I had dinner with Geoffrey Hinton and Yoshua Bengio a few weeks back, and I left full of ideas – and wine, also. Now I’m fitting a massive model for early and intermediate visual areas which involves major spiffiness and about 100 hours of data (!).
Stochastic gradient descent is one optimization algorithm which can scale to giant datasets. Here’s a slideshow on the subject by Leon Bottou. The key slide is #37: how to choose the learning rate:
Turns out the learning rate does not change with the sample size, so it’s possible at any epoch to choose a learning rate based on a small subsample of the data. And just like that, you’ve just eliminated a hyperparameter in the optimization.
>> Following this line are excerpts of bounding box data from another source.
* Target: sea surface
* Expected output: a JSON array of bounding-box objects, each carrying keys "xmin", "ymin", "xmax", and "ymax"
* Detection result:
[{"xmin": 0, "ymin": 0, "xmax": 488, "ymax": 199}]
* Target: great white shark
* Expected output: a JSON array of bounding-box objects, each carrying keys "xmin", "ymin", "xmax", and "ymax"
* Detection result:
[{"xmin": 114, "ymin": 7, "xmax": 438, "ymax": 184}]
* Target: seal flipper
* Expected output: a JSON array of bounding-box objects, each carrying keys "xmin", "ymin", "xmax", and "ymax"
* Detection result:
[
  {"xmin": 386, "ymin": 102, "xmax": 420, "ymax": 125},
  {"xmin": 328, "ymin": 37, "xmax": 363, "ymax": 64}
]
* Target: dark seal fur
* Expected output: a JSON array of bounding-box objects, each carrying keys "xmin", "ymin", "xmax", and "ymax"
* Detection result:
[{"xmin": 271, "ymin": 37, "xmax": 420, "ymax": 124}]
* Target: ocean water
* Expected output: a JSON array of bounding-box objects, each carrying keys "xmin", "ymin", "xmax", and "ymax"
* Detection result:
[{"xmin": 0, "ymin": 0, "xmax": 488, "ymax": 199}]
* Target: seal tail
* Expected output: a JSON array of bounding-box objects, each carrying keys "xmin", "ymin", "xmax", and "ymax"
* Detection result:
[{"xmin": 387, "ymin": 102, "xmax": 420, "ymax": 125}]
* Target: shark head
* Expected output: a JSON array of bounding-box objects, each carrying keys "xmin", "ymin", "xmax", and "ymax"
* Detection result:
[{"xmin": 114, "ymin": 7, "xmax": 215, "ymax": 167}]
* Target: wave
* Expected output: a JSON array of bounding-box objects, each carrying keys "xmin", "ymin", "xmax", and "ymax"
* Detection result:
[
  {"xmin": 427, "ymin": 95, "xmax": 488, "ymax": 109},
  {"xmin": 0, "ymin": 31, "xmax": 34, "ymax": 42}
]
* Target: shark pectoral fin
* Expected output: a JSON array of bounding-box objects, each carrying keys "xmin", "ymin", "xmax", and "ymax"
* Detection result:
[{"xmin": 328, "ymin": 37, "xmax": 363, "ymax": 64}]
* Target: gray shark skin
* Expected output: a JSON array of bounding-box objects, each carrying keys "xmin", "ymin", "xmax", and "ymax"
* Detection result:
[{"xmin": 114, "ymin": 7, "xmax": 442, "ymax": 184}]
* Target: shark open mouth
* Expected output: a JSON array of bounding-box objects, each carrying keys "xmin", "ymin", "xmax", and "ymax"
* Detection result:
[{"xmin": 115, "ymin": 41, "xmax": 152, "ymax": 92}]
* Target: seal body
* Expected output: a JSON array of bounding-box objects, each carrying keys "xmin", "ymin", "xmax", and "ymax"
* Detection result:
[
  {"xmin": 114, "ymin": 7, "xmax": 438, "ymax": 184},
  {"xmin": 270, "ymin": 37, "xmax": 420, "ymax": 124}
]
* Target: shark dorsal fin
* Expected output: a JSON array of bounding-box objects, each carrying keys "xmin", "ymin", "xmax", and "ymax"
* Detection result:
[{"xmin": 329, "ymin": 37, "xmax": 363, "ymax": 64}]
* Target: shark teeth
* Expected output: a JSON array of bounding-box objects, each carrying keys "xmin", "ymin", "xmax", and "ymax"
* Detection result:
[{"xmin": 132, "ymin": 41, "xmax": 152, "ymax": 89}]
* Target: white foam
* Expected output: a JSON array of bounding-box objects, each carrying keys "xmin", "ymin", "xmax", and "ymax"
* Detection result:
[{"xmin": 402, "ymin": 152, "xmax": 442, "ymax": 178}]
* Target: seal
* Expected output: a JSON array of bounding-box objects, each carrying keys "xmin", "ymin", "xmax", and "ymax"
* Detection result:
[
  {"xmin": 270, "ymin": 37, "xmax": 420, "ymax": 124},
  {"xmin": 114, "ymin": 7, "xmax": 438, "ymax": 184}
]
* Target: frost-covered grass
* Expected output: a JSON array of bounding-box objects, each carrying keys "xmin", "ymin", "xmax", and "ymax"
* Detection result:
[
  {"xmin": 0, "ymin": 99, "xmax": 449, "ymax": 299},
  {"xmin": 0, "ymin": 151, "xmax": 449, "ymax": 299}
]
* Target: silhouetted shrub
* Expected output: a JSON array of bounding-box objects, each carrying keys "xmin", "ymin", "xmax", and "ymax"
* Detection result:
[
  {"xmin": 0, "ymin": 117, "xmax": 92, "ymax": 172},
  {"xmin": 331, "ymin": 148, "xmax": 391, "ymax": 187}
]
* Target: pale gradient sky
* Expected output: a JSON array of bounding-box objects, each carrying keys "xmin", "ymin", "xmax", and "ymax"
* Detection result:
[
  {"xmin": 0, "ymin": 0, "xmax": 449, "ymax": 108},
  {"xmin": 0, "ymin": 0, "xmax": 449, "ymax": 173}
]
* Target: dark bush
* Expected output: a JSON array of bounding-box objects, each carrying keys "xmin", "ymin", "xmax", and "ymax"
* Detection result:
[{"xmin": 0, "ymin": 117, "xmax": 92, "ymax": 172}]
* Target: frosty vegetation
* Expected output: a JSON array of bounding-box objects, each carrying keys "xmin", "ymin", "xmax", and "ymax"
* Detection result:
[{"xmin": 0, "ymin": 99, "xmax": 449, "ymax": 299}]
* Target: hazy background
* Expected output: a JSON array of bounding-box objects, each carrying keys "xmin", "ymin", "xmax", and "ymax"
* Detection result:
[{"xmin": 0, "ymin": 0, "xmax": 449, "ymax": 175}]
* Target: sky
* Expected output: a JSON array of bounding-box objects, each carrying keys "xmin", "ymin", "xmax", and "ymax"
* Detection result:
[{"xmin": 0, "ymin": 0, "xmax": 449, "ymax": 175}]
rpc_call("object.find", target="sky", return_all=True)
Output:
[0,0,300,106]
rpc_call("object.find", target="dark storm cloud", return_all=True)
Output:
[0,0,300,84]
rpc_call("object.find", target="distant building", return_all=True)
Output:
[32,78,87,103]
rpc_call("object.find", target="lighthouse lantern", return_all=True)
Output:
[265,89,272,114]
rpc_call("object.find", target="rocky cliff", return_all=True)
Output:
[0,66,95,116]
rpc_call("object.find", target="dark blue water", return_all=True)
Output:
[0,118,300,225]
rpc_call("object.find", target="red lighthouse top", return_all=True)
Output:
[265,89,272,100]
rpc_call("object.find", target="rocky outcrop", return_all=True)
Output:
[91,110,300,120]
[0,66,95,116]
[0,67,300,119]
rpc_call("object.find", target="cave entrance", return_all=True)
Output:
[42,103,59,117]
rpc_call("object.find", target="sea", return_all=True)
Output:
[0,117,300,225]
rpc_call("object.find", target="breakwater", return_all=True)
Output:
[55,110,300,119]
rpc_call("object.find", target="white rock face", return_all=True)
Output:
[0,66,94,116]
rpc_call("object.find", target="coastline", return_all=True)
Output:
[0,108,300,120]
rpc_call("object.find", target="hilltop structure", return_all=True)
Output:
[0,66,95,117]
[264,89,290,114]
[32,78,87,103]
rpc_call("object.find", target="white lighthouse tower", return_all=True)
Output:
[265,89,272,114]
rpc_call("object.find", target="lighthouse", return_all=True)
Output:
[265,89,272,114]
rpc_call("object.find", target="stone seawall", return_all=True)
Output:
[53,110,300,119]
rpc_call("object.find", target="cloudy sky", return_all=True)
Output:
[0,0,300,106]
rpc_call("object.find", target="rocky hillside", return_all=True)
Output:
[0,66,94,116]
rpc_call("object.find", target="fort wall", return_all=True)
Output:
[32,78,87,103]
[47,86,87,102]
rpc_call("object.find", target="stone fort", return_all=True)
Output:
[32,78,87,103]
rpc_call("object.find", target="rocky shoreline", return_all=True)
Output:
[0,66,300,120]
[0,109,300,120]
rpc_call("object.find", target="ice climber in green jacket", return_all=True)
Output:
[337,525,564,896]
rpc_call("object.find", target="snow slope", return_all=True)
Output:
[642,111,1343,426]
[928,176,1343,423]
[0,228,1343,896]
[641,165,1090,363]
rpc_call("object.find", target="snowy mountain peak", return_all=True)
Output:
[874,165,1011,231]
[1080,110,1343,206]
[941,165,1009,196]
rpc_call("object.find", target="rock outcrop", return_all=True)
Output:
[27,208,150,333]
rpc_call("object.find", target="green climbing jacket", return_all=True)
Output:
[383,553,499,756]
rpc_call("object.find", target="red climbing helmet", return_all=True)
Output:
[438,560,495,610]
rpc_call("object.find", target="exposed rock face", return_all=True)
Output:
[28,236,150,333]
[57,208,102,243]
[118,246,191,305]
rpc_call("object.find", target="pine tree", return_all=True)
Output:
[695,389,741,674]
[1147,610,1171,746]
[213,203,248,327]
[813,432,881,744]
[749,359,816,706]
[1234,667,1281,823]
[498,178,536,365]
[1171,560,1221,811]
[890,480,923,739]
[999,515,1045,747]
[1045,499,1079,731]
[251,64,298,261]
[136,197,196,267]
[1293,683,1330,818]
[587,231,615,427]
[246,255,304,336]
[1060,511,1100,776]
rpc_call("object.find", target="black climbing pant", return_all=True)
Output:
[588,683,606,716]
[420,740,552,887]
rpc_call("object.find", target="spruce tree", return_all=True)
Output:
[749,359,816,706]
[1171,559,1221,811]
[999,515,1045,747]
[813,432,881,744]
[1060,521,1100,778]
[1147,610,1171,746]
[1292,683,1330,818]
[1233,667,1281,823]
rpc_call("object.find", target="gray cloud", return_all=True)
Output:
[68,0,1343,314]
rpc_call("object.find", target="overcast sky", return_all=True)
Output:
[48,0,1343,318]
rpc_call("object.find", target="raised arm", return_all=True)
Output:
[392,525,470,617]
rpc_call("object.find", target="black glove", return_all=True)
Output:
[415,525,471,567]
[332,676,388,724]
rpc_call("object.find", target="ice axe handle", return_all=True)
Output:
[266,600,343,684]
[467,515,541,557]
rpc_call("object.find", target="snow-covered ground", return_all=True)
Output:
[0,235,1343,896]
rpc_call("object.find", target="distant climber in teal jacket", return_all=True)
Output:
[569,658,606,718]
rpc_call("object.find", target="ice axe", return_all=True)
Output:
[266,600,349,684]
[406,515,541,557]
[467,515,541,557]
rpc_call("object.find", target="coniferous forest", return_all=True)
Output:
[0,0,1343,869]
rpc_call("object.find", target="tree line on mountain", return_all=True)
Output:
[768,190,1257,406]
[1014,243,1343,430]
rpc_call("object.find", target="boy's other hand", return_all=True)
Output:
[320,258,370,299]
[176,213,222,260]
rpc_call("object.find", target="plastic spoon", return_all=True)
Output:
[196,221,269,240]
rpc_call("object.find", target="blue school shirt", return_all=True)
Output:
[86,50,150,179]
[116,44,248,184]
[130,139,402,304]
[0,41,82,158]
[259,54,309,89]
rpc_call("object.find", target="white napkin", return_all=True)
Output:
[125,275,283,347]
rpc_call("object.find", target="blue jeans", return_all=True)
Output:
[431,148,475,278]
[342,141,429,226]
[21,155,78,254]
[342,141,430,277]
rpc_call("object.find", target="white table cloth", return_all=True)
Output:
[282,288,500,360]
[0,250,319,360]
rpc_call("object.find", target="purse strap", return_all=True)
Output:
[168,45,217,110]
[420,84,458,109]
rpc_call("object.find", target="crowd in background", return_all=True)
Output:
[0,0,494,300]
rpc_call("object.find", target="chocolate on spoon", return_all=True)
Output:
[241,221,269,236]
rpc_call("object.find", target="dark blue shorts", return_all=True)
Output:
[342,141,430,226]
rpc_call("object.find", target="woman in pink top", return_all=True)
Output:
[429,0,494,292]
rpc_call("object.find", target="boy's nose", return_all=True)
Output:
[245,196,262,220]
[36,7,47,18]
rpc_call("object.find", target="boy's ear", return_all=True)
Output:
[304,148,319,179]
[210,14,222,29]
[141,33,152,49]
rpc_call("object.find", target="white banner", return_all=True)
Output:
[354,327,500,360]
Very nice!
Also of note: this old school paper by Yann LeCun on neural net training tips and tricks.
you can have a adaptive learning rate as in “Cai, Xun, Kanishka Tyagi, and Michael T. Manry. “Training multilayer perceptron by using optimal input normalization.” Fuzzy Systems (FUZZ), 2011 IEEE International Conference on. IEEE, 2011.”
it works way better than heuristic.
Btw, Yoshua Bengio has a more recent ‘tricks-of-the-trade’ type of report on arxiv, “Practical recommendations for gradient-based training of deep architectures” (http://arxiv.org/abs/1206.5533)
I love this trick!